There’s a photograph taken in Palm Beach in 1955 that seems to encapsulate the breezy allure of post-war America. The Vogue model and socialite Patsy Pulitzer, unscrubbed but poised in pleated shorts and a print blouse, poses nonchalantly on a seaplane. She looks equal parts high society (the granddaughter of Joseph Pulitzer, who instigated the eponymous prizes, she would go on to marry Lewis Thompson Preston, the president of the World Bank) and vigorous outdoorswoman (three years earlier she’d caught a marlin weighing 1,230lbs, then a world record for a woman, off the coast of Cabo Blanco, Peru, leaving the likes of Ernest Hemingway trailing in her wake).
Pulitzer and her peers represented a new ideal of American beauty that coupled an urbane self-possession with the drive and rangy energy of the U.S. itself, a country that, in the 1950s, was “swollen with production and pleasure”, as the critic Robert Hughes put it in his book American Visions, in contrast to “the pinched and traumatised life of a Europe flattened by bombs”. Along with a burgeoning cultural cachet, from the allure of Hollywood to the birth of the cool strains of jazz and bebop and the zipping and dripping of abstract expressionism, American society now spawned a new class — the stylish rich, as opposed to the hidebound blue bloods or the vulgar nouveaux — who, as the author Truman Capote put it, were “heaven’s anointed, the only truly liberated people on Earth”. He went on: “The freedom to pursue an aesthetic quality in life is an extra dimension, like being able to fly” — on a seaplane, perhaps? — “where others walk. It’s marvellous to appreciate paintings, but why not have them? Why not create a whole aesthetic ambiente? Be your own living work of art?”

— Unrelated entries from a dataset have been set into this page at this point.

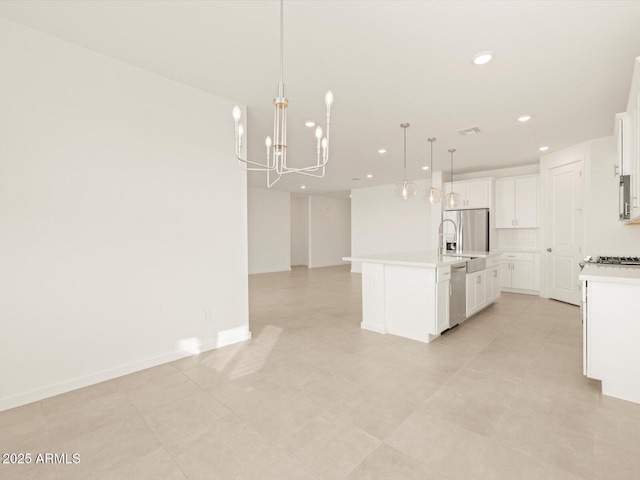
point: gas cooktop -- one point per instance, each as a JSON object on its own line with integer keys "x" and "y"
{"x": 626, "y": 261}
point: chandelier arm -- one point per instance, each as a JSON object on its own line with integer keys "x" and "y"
{"x": 260, "y": 166}
{"x": 308, "y": 174}
{"x": 311, "y": 168}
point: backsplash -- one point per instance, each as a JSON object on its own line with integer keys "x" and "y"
{"x": 517, "y": 239}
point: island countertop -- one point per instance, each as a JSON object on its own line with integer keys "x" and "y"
{"x": 426, "y": 258}
{"x": 610, "y": 274}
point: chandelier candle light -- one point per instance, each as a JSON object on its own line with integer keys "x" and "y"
{"x": 276, "y": 163}
{"x": 432, "y": 195}
{"x": 405, "y": 189}
{"x": 451, "y": 199}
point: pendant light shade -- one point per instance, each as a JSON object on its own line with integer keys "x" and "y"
{"x": 431, "y": 194}
{"x": 451, "y": 199}
{"x": 405, "y": 189}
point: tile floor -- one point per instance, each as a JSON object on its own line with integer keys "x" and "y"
{"x": 312, "y": 396}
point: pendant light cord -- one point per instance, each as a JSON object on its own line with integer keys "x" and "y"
{"x": 281, "y": 39}
{"x": 405, "y": 151}
{"x": 451, "y": 152}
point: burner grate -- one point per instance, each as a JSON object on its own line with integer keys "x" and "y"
{"x": 618, "y": 260}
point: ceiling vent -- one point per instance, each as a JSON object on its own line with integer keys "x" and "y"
{"x": 469, "y": 131}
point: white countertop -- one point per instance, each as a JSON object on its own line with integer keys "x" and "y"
{"x": 610, "y": 274}
{"x": 427, "y": 258}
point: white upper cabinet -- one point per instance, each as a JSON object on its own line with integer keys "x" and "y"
{"x": 632, "y": 142}
{"x": 516, "y": 201}
{"x": 623, "y": 137}
{"x": 473, "y": 193}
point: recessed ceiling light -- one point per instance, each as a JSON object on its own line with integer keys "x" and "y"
{"x": 482, "y": 58}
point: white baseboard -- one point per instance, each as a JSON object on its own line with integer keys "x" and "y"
{"x": 224, "y": 338}
{"x": 373, "y": 328}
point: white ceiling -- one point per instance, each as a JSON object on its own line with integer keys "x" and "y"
{"x": 568, "y": 64}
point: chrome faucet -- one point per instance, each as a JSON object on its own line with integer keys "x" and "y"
{"x": 458, "y": 230}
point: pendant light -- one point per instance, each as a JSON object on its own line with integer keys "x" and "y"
{"x": 405, "y": 189}
{"x": 431, "y": 194}
{"x": 451, "y": 199}
{"x": 276, "y": 161}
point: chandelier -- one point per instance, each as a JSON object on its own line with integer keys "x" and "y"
{"x": 276, "y": 162}
{"x": 405, "y": 189}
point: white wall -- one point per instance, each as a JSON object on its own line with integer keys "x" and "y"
{"x": 604, "y": 234}
{"x": 269, "y": 225}
{"x": 500, "y": 172}
{"x": 329, "y": 231}
{"x": 299, "y": 230}
{"x": 122, "y": 219}
{"x": 382, "y": 223}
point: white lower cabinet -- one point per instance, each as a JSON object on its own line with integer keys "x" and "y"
{"x": 492, "y": 283}
{"x": 443, "y": 295}
{"x": 519, "y": 271}
{"x": 483, "y": 288}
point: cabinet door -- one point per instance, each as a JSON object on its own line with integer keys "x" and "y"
{"x": 492, "y": 284}
{"x": 478, "y": 193}
{"x": 495, "y": 280}
{"x": 471, "y": 294}
{"x": 505, "y": 274}
{"x": 505, "y": 201}
{"x": 635, "y": 147}
{"x": 480, "y": 290}
{"x": 443, "y": 296}
{"x": 526, "y": 202}
{"x": 522, "y": 275}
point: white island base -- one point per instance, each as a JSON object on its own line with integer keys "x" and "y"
{"x": 403, "y": 300}
{"x": 611, "y": 329}
{"x": 408, "y": 294}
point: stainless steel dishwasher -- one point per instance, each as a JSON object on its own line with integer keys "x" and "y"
{"x": 458, "y": 299}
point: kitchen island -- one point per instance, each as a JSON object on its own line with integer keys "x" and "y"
{"x": 611, "y": 328}
{"x": 408, "y": 294}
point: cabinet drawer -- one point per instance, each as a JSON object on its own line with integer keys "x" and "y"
{"x": 443, "y": 274}
{"x": 525, "y": 257}
{"x": 493, "y": 261}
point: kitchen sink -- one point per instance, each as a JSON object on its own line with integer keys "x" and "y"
{"x": 475, "y": 264}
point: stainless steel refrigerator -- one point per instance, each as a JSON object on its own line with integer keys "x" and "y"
{"x": 475, "y": 229}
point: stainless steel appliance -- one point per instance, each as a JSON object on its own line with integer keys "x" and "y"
{"x": 457, "y": 301}
{"x": 620, "y": 261}
{"x": 474, "y": 227}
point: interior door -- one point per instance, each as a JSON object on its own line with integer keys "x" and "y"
{"x": 565, "y": 233}
{"x": 522, "y": 275}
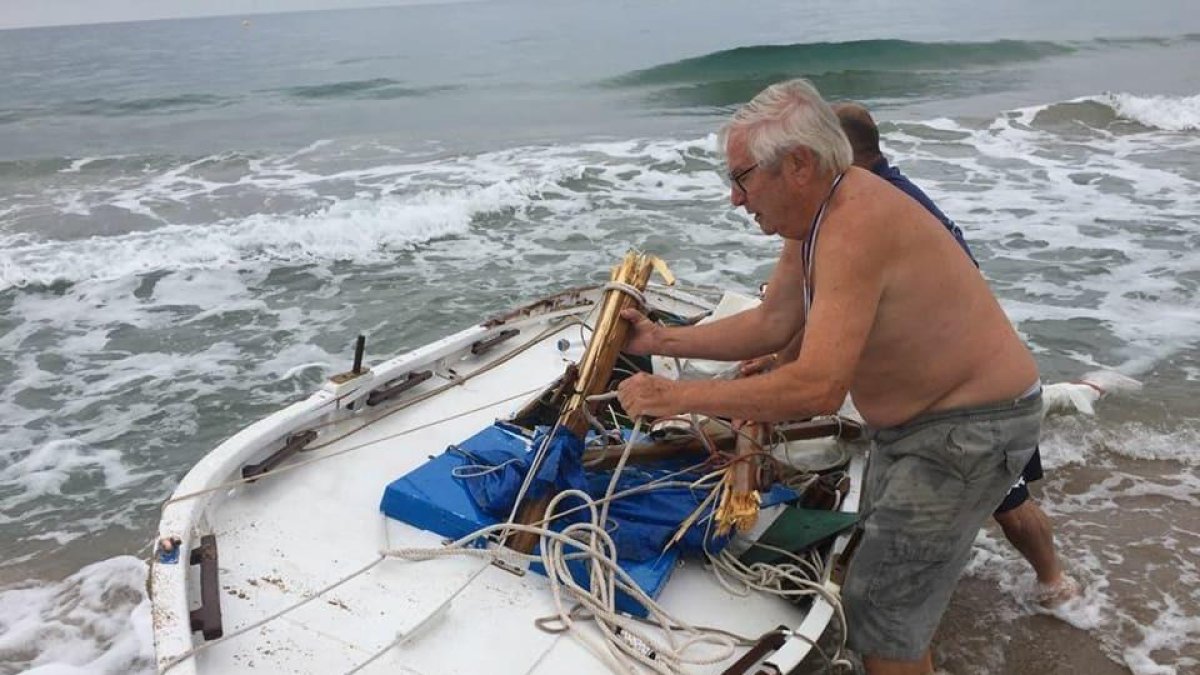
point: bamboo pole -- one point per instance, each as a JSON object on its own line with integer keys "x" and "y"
{"x": 739, "y": 502}
{"x": 595, "y": 369}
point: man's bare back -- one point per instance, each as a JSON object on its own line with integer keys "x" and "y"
{"x": 940, "y": 340}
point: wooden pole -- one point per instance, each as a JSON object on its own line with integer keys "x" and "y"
{"x": 595, "y": 370}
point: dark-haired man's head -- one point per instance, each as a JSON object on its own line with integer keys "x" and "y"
{"x": 862, "y": 132}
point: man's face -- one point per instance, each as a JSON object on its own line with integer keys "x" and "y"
{"x": 749, "y": 183}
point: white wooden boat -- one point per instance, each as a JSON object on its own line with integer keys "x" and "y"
{"x": 286, "y": 572}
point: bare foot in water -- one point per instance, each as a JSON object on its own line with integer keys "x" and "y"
{"x": 1056, "y": 593}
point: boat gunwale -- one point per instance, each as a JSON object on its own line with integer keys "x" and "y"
{"x": 186, "y": 509}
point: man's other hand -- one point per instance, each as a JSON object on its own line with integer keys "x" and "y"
{"x": 648, "y": 395}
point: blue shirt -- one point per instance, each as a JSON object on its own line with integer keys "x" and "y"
{"x": 892, "y": 174}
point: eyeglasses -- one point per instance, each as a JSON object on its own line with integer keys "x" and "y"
{"x": 736, "y": 178}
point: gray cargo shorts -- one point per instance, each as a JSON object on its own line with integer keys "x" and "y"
{"x": 930, "y": 485}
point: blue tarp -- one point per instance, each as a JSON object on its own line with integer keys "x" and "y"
{"x": 433, "y": 499}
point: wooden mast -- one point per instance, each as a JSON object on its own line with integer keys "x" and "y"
{"x": 595, "y": 368}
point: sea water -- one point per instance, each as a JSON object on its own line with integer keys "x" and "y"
{"x": 198, "y": 216}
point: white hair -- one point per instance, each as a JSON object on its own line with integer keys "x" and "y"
{"x": 790, "y": 114}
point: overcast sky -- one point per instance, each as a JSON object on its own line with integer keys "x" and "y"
{"x": 21, "y": 13}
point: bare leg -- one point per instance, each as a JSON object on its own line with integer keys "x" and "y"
{"x": 1030, "y": 532}
{"x": 876, "y": 665}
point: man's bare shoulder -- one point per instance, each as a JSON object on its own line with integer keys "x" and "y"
{"x": 859, "y": 222}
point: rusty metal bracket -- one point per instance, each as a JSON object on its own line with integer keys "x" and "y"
{"x": 480, "y": 346}
{"x": 294, "y": 444}
{"x": 207, "y": 619}
{"x": 396, "y": 387}
{"x": 766, "y": 645}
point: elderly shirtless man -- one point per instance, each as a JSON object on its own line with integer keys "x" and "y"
{"x": 894, "y": 314}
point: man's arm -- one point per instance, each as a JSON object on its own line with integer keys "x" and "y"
{"x": 849, "y": 286}
{"x": 747, "y": 334}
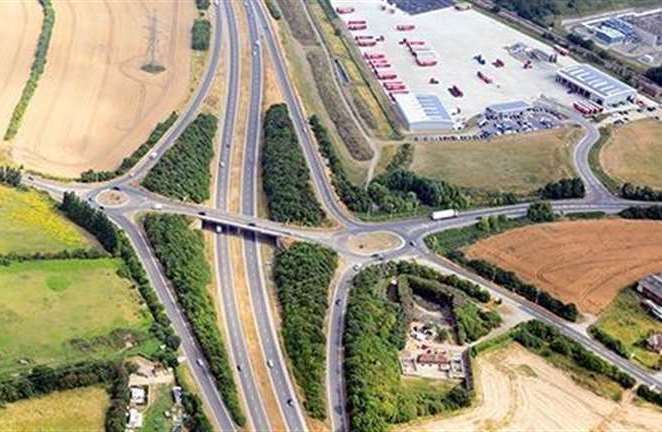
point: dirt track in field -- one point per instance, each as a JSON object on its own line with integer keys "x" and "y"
{"x": 94, "y": 105}
{"x": 519, "y": 391}
{"x": 19, "y": 33}
{"x": 585, "y": 262}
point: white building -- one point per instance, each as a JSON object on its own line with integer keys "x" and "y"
{"x": 423, "y": 112}
{"x": 596, "y": 85}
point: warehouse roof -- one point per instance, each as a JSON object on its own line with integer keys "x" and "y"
{"x": 422, "y": 108}
{"x": 598, "y": 82}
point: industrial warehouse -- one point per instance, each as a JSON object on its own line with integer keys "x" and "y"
{"x": 437, "y": 83}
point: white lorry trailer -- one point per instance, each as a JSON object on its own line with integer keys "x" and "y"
{"x": 443, "y": 214}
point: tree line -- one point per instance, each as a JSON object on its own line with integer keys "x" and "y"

This sense of prodigious possibility proved a magnetic attraction for the Old World, and various transplanted representatives of the European aristocracy were soon vying with homegrown tycoons and scions to pay court to the kind of women that Capote would christen ‘swans’ for their formidable combination of looks, sophistication and the hauteur of the prodigiously long-necked. And if they didn’t necessarily mate for life, like their cygnine namesakes, they at least ensured that each successive marital arrangement was sufficiently advantageous. The Gilded Age, at the end of the 19th century, had occasioned the phenomenon of the ‘dollar princesses’ — daughters of the early American magnates and robber barons venturing to Europe to enjoin newly minted capital with venerable title; thus, the railroad heiress Consuelo Vanderbilt’s marriage to the Duke of Marlborough, or dry goods heiress Mary Leiter’s union with Lord Curzon. Now, it seemed, the traffic was all the other way. It wasn’t just that Pulitzer and her ilk — Babe Paley, say, or C.Z. Guest, or Slim Keith, Nan Kempner, Gloria Guinness, Lee Radziwill, Alice Topping, or Wendy Vanderbilt, a descendant of Consuelo — were superlative society chatelaines, presiding in Manhattan penthouses stuffed with post-impressionist canvases or Acapulco haciendas where they could pioneer the concept of ‘resort chic’, though they accomplished all that and more. “Style is what you are,” Capote liked to say, and these women’s ‘aesthetic ambiente’ was summed up by the title of one of photographer Slim Aarons’ compendiums: A Wonderful Time: An Intimate Portrait of the Good Life.
It was Aarons, above all others, who brought this American brand of the Belle Époque to life, with his photos of the monied at poolside play; he had taken the picture of Patsy Pulitzer on the seaplane, and other typical captions to Aarons’ studies might include: “A group of friends gather at the Richard Neutra-designed home of Palm Springs socialite and real estate expert Nelda Linsk (in yellow)” or “socialite Alice Topping reclines on a lounger with her lapdog” (though the latter photo caused something of a controversy, as people mistook Topping’s white bikini bottom for her underwear). As Aarons’ former assistant Laura Hawk made clear, in her introduction to the book Slim Aarons: Women, the photographer had his own, stripped-down aesthetic: “Upon arriving at his subject’s home, Slim first established a setting — an exquisite drawing room, a sun-drenched garden, or an allée of hundred-year-old walnut trees. The next decision was the subject’s clothing and appearance. Most often he photographed his subjects in the clothes they appeared in. He frowned upon women enhancing their hair or make-up, even for the dressier shots — he very much wanted his subjects to appear as they would in their everyday lives.” Aarons famously declared that he didn’t ‘do’ fashion: “I take pictures of people in their own clothes, and that becomes fashion.” Above all, Hawk said, “Slim favoured photographing women with great personal style and an abundance of confidence”.